I'm creating a UDP server that needs to receive UDP packets from various clients, and then forward them to other clients. I'm using C# so each UDP socket is a UdpClient for me. I think I want 2 UdpClient objects, one for receiving and one for sending. The receiving socket will be bound to a known port, and the sender will not be bound at all.

The server will get each packet, lookup the username in the packet data, and then based on a routing list the server maintains, it will forward the packet to 1 or more other clients.

I start the listening UdpClient with:

   UdpClient udpListener = new UdpClient(new IPEndPoint(ListenerIP, UdpListenerPort));
   udpListener.BeginReceive(new AsyncCallback(OnUDPRead), udpListener);

My callback looks like:

    void OnUDPRead(IAsyncResult ar)
        UdpClient udpListener = (UdpClient)ar.AsyncState;

            IPEndPoint remoteEndPoint = null;
            byte[] packet = udpListener.EndReceive(ar, ref remoteEndPoint);

            // Get connection based on data in packet

            // Get connections routing table (from memory)

            // ***Send to each client in routing table***
        catch (Exception ex)

        udpListener.BeginReceive(new AsyncCallback(OnUDPRead), udpListener);

The server will need to process 100s of packets per second (this is for VOIP). The main part I'm not sure about, is what to do at the "Send to each client" part above. Should I use UdpClient.Send or UdpClient.BeginSend? Since this is for a real-time protocol, it wouldn't make sense to have several sends pending/buffered for any given client.

Since I only have one BeginReceive() posted at any given time, I assume my OnUDPRead function will never be called while already executing. Unless UdpClient works differently than TcpClient in this area? Since I don't give it a single buffer (I don't give it any buffer), I suppose it could fire OnUDPRead several times with only one BeginReceive posted?


I don't see any reason why you can't use one socket, the straightforward way. Async I/O doesn't appear to me to offer any startling benefit in this situation. Just use non-blocking mode. Receive a packet, send it. If send() causes EAGAIN or EWOULDBLOCK or whatever the C# manifestation of that is, just drop it.

In your plan, the sending socket will be bound automatically the first time you call send(). Clients will reply to that port. So it needs to be a port you are reading on. And you already have one of those.


It very much depends on scale - i.e. how many concurrent RTP streams you want to relay. I have developed exactly this solution as part of a media gateway for our SIP switch. Despite initial reservations, I have it working very efficiently using C# (1000 concurrent streams on a single server, 50K datagrams per second using 20ms PTime).
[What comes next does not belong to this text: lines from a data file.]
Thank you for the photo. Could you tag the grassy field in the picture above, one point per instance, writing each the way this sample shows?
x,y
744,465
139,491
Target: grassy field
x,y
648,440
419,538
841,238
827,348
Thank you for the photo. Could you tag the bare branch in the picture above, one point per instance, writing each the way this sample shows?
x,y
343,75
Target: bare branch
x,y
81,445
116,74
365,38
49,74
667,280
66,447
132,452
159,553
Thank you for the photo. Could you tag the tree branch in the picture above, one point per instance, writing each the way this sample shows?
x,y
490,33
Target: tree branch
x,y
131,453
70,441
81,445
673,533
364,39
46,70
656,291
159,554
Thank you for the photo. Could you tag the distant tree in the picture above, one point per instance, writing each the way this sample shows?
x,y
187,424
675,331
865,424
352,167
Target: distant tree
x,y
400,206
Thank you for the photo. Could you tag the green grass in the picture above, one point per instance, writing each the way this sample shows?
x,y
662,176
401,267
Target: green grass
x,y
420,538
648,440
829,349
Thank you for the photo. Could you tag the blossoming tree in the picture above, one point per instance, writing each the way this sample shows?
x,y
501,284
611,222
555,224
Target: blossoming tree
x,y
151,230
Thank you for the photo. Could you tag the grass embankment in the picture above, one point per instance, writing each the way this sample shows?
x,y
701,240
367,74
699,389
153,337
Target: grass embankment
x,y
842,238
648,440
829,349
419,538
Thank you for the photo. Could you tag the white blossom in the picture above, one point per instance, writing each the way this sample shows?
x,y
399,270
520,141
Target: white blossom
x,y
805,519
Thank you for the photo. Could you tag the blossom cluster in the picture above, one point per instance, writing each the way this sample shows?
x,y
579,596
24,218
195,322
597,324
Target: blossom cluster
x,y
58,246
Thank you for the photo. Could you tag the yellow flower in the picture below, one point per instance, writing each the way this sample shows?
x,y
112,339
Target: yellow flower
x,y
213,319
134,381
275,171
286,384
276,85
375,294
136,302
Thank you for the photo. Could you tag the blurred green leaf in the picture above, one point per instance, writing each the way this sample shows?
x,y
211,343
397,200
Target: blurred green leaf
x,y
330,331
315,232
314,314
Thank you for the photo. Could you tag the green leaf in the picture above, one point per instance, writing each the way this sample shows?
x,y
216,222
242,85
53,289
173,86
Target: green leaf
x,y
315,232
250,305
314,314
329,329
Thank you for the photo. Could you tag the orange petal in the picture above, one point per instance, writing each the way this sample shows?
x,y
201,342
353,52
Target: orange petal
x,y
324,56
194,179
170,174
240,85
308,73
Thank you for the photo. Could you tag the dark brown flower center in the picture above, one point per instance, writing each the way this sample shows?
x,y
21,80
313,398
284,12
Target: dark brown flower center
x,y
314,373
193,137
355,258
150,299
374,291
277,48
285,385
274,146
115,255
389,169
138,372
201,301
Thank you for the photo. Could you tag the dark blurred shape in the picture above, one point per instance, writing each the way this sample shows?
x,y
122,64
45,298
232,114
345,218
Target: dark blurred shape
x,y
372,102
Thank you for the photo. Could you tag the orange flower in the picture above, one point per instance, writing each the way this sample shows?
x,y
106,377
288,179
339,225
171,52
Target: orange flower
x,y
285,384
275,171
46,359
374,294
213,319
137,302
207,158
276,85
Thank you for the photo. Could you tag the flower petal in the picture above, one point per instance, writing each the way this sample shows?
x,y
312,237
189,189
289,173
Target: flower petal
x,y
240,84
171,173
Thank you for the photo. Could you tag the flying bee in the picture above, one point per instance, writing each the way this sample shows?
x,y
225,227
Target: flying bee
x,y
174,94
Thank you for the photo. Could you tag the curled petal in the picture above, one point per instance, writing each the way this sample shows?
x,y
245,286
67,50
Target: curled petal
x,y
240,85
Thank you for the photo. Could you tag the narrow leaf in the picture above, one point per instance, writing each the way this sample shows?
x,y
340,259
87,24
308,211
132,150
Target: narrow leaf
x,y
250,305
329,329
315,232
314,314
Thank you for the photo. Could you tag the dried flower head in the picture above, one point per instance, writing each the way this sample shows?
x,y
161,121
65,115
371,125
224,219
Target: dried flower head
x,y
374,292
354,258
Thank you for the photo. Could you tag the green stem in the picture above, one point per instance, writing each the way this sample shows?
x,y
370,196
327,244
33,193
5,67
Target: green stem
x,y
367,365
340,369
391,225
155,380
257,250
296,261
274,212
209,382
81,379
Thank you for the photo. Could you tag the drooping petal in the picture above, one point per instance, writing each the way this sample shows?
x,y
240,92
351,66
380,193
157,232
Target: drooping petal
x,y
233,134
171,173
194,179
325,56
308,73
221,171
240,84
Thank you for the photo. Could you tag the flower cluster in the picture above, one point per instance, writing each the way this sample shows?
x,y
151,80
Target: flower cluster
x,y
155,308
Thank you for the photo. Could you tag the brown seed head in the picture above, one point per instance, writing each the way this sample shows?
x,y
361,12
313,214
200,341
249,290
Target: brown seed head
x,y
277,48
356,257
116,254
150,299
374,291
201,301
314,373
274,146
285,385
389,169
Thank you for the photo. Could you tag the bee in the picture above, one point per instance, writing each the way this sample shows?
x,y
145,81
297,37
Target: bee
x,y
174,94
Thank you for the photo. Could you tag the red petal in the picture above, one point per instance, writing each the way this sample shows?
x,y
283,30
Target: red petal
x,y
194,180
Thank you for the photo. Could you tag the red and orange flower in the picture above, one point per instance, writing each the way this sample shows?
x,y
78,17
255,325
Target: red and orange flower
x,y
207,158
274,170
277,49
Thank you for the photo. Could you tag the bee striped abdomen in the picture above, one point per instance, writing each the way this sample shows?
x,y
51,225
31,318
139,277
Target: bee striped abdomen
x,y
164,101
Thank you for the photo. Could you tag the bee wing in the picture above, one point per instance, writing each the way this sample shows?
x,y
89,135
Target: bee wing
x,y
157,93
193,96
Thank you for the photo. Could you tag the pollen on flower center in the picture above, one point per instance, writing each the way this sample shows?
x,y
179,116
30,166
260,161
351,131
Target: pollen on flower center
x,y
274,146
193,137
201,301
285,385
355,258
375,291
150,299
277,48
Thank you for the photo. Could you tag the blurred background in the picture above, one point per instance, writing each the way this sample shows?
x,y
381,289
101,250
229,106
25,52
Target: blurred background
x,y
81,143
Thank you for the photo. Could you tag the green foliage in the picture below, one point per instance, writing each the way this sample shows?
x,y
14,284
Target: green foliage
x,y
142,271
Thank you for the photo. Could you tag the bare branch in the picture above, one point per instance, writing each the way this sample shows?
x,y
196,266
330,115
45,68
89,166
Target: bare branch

Through trial-and-error, I determined the following:

1) Using Socket.ReceiveFromAsync is much better than using synchronous approaches, since you don't need individual threads for each stream. As packets are received, they are scheduled through the threadpool.

2) Creating/disposing the SocketAsyncEventArgs structures takes time - better to allocate a pool of structures at startup and 'borrow' them from the pool.

3) Similarly for any other objects required during processing (e.g. a RTPPacket class). Allocating these dynamically at such a high rate results in GC issues pretty quickly with any sort of real load. If you avoid all dynamic allocation, and instead use pools of objects you manage yourself, this issue goes away.

4) If you need to do any clocking to co-ordinate input and output streams, transcoding, mixing or file playback, don't try to use the standard .NET timers. I wrapped the Win32 Multimedia timers from winmm.dll - these were much more precise.

I ended up with an architecture where components could expose IRTPSource and IRTPSink interfaces, which could then be hooked-up to create the graph required. I created RTP input/output components, mixer, player, recorder, (simple) transcoder, playout buffer etc. - and then wired them up using these two interfaces. The RTP packets are then clocked through the graph using the MM timers.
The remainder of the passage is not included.